I used to be pretty strict in my pursuit of low-fees. How about .5%? - no, lower. .3%? no, lower. .06%? - ok, that'll do. After almost two decades with my ears pinned back, I recently took a look around to find out I can relax - the War over Fund Fees now appears over. DIY investors won.
One of my bedrock principles for investing has been to prioritize low fees. It’s not a surprise given my early influences with investing: Malkiel’s Random Walk Down Wall Street was the first investing book to have any sort of impact on me, and I took from that book a general orientation for efficient markets, index investing, and trying to keep costs low.
I followed that up with getting into Jack Bogle’s books and ideas early on, so I spent very little time in the high-fee traps that most investors (unfortunately) find themselves in as they get started. Although I did have an Edward Jones account filled with a few high-priced mutual funds back in the early 2000s, I wasn’t putting much at all in there, so after just a year or two I took that money out and opened an account at Vanguard. Since then, fees have been a key concern and one of the things I look to first when thinking about a new investment.
Lately, I’ve noticed that I now have quite a few ETFs with fees that I would have stayed away from even just a couple of years ago. The fees on some of them caught me by surprise. First and foremost is my recent foray into managed futures and DMBF, with an expense ratio of .95%. Based on my recent post about small-cap value funds, I’ll now be sending future funds in this asset class to Avantis’s small-cap value fund (AVUV) with an expense ratio of .25%. I’ll be stopping new contributions to Vanguard’s VIOV, which charges just .06%. Passing up a fund at that low level and choosing one four times as expensive would have just been unfathomable for an earlier version of me.
Why the change?
It’s partly me knowing a bit more than I did back then (overconfidence alert!), but more than anything, it’s because the current “highs” for fees aren’t really that high anymore, all things considered. This is indeed a Golden Age for individual investors - there are simply so many different types of ETFs available, at such low prices.
I remember funds in the late 2000s, even up to the 2010s, with typical expense ratios around 2, 2.5, 3%, and sometimes these funds would also carry front-loads, back-loads, side-loads, whatever, taking another 50 or 75 basis points, their extra fee that I was supposed to pay based on my assumption that they had some special ability to pick stocks. Even this was an improvement from the 1960s, when the average load was 7%.
I remember when I started to see “No Load Funds” as an advertising point - it actually was big news that you wouldn’t have to pay a fee to buy or sell. They also usually had these cool, thought-provoking titles - always seemingly including words like “Opportunity,” “Quality,” “New Direction,” or whatever type of marketing-schlock somebody could think of to get me to part with my money. Up, down, or sideways, it didn’t really matter what they called them - they got their fees and I got the false notion that I was better off with the mutual fund managers looking out for me.

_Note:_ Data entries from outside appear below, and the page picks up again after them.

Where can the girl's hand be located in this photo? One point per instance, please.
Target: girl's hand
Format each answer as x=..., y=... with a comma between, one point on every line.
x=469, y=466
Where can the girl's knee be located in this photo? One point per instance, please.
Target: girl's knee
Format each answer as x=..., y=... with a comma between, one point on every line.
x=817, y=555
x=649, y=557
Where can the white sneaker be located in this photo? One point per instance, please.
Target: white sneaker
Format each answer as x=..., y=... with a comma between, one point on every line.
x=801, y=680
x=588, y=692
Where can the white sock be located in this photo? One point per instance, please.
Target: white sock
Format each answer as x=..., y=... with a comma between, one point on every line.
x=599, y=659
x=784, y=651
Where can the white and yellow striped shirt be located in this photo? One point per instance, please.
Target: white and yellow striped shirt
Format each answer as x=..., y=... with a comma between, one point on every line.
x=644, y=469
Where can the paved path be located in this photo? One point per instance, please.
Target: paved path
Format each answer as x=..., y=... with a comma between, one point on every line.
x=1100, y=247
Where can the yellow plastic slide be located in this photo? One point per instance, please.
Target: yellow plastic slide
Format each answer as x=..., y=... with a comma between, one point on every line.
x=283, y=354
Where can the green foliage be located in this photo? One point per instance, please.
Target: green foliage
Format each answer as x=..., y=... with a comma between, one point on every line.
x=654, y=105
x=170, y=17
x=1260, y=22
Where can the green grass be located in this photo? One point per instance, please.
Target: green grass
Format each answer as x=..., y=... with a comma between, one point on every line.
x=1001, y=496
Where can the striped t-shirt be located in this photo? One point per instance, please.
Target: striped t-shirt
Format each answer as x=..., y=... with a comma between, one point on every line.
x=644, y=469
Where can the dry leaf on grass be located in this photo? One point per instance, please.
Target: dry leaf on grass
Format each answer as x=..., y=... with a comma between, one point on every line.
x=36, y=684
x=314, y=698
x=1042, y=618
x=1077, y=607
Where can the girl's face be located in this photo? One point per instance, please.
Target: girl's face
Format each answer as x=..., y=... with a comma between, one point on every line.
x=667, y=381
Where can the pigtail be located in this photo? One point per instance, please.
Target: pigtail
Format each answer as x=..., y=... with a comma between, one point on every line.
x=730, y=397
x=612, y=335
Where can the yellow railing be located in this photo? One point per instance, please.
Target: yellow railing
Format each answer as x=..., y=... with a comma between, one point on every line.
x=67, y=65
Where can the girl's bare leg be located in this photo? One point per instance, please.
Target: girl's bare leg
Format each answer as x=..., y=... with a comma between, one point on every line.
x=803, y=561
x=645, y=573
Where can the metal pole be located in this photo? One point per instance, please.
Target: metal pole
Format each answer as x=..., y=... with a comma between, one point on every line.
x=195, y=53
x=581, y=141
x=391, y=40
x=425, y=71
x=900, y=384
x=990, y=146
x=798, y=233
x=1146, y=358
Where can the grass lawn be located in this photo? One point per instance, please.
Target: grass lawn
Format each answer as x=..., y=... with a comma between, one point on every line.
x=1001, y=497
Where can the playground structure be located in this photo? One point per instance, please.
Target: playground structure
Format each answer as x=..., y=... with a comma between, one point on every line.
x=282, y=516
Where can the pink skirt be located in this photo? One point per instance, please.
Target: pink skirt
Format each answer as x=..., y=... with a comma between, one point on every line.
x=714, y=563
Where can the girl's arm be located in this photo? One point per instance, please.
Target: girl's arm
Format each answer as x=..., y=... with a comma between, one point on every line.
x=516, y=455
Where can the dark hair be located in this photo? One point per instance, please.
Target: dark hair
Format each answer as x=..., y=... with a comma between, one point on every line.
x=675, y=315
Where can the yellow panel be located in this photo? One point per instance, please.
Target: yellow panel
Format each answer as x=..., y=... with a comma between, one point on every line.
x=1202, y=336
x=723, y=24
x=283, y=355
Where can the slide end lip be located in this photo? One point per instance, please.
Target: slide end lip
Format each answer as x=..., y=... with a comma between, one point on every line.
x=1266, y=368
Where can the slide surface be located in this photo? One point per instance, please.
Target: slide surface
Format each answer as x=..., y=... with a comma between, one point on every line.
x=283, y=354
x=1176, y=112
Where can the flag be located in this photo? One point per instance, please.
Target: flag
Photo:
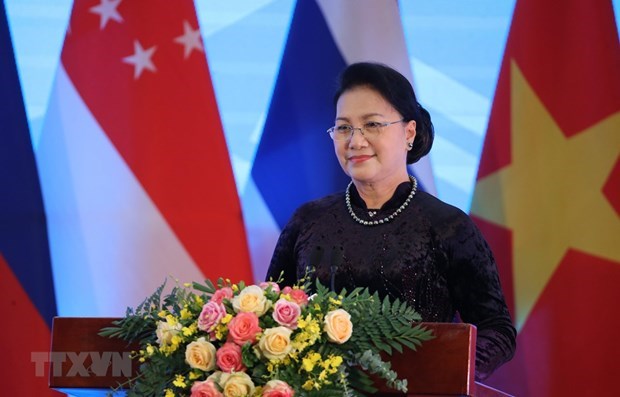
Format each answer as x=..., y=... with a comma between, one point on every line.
x=295, y=160
x=27, y=297
x=548, y=196
x=136, y=175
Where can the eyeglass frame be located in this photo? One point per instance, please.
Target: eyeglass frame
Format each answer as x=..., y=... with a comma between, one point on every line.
x=352, y=129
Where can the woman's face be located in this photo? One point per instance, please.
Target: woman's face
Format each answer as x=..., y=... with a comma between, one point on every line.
x=378, y=158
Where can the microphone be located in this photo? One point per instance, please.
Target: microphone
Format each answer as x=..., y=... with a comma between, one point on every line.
x=335, y=262
x=315, y=260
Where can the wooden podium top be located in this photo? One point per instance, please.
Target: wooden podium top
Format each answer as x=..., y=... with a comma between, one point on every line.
x=84, y=363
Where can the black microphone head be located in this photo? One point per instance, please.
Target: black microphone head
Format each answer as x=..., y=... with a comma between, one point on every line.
x=316, y=256
x=337, y=256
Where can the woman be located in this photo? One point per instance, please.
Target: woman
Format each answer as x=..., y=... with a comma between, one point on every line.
x=384, y=233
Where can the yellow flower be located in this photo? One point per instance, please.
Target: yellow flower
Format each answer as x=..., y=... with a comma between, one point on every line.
x=167, y=331
x=275, y=343
x=236, y=384
x=338, y=326
x=185, y=314
x=191, y=330
x=179, y=381
x=308, y=385
x=200, y=354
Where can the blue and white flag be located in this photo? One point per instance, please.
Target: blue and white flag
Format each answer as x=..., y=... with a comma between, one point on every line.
x=295, y=161
x=27, y=299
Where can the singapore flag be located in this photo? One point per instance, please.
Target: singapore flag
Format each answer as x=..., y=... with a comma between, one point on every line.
x=136, y=176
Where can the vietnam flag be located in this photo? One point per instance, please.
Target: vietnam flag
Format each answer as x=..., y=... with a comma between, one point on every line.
x=136, y=175
x=548, y=196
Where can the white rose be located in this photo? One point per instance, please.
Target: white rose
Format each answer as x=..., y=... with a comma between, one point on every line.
x=251, y=299
x=338, y=326
x=165, y=331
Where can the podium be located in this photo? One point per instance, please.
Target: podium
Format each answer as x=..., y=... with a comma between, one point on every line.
x=82, y=363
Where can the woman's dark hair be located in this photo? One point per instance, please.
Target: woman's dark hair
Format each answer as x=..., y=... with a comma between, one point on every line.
x=397, y=90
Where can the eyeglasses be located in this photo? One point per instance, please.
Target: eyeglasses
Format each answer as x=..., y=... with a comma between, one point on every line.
x=369, y=130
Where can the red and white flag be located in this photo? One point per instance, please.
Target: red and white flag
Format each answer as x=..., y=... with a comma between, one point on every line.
x=135, y=171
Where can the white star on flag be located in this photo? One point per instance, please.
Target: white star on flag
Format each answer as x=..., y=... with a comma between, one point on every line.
x=141, y=59
x=107, y=10
x=190, y=39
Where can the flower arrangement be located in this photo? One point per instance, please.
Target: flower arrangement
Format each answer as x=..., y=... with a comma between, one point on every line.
x=235, y=340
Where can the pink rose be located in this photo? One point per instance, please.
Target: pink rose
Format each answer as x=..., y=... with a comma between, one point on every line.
x=205, y=389
x=286, y=313
x=221, y=294
x=297, y=295
x=274, y=286
x=244, y=328
x=210, y=316
x=229, y=358
x=278, y=388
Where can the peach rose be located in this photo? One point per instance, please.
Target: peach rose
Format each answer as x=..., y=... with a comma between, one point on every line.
x=221, y=294
x=244, y=328
x=251, y=299
x=228, y=358
x=278, y=388
x=205, y=389
x=275, y=343
x=338, y=326
x=286, y=313
x=237, y=384
x=298, y=296
x=210, y=316
x=200, y=354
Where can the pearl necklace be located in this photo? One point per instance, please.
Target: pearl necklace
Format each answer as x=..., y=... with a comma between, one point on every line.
x=347, y=199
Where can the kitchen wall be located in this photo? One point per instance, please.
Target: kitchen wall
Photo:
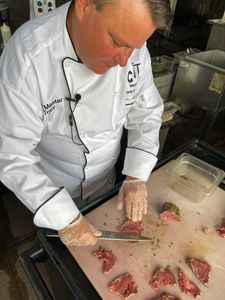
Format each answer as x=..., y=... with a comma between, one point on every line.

Since then, the steady downward pressure on fees has been amazing to watch, and even if you don’t consider yourself a Boglehead investor, I think you’ll have to give credit for Vanguard’s work in being at, well, the vanguard, of that move to lower fees for investors.
Current Thinking on Fees
Maybe we can now retire the question of fees from its pole position in debates. They are still something to pay attention to, but when the difference is two tenths of a percentage point, we’re probably at the stage where other issues about the funds in question are way more significant. A recent Twitter thread on the subject of fees made this point for me - there was general agreement that fees are important but not the “be all, end all” and the whole question is about much lower stakes now.
My checklist is now pretty simple:
- Does the fund I’mn thinking about do something that I either can’t do myself, or don’t want to do myself? DBMF is a great example - I simply don’t have the skills, experience, or available time to manage the complicated process of long and short futures contacts across dozens of asset classes.
- Is the fund relying on a systematic, rules-based decision-making process or is it discretionary? If the former, I’m ok with higher fees as compensation for being more vigilant. If the latter, then probably not, as that gets into active management. There is scant evidence that active managers who rely on discretionary stock-picking can consistently outperform the market, relative to their fees. A good example of a higher cost fund I prefer over a low-cost alternative is Avantis’s Small-Cap Value fund, AVUV.
I guess the best news for investors is that fees are one thing you don’t need to worry about quite as much as you used to. If they are still important to you, then staying in the Vanguard universe is fine. For a little bit more oomph, then the funds from Avantis and Dimensional Fund Advisors (DFA) are great, and if you’re rich enough, AQR might be the best of all.
If you do leave Vanguard for those other fund families, make sure to give Vanguard a respectful wave goodbye - we DIYers owe them a lot!